Judge ERVIN of the Superior Court spoke wisely, courageously and eloquently on this subject in the case of Commonwealth v. Randall and Wofsy, 183 Pa. Superior Ct. 603: "Our Federal and State Constitutions assume that the moral code which is part of God's order in this world, exists as the substance of society. The people of this State have acted through their legislature on that assumption. We have not so cast ourselves adrift from that code nor are we so far gone in cynicism that the word 'immoral' has no meaning for us. Our duty, as a Court, is to uphold and enforce the laws, not seek reasons for destroying them."

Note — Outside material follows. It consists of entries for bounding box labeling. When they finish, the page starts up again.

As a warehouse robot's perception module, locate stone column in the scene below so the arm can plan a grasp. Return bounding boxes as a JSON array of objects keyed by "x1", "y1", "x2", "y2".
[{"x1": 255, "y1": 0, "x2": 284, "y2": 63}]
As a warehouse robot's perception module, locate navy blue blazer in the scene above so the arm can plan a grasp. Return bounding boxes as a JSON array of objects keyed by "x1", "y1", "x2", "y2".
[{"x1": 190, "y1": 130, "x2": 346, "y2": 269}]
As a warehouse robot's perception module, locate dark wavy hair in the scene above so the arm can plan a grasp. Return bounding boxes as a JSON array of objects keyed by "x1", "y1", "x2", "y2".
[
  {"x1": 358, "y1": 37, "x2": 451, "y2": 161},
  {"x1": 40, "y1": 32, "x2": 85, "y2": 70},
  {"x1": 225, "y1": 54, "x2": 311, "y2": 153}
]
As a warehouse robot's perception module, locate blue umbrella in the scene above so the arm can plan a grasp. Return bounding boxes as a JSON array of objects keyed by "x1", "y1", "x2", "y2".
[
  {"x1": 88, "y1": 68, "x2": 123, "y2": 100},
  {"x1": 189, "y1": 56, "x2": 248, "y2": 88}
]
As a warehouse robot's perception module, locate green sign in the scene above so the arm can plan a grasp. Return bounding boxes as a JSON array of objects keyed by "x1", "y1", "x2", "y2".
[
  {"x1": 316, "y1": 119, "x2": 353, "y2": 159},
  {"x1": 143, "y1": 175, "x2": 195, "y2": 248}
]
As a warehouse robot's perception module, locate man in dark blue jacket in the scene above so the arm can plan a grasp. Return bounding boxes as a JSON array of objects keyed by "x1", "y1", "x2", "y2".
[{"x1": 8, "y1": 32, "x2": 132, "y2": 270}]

In that case the Court was considering the Act of June 3, 1953, P.L. 277, which reads: " Whoever, being of the age of twenty-one years and upwards, by any act corrupts or tends to corrupt the morals of any child under the age of eighteen years ... is guilty of a misdemeanor." The defendant there contended that the words of the statute were vague. Judge ERVIN well said that the words "certainly convey concrete impressions to the ordinary person. The common sense of the community, as well as the sense of decency, propriety and the morality which most people entertain is sufficient to apply the statute to each particular case, and to individuate what particular conduct is rendered criminal by it."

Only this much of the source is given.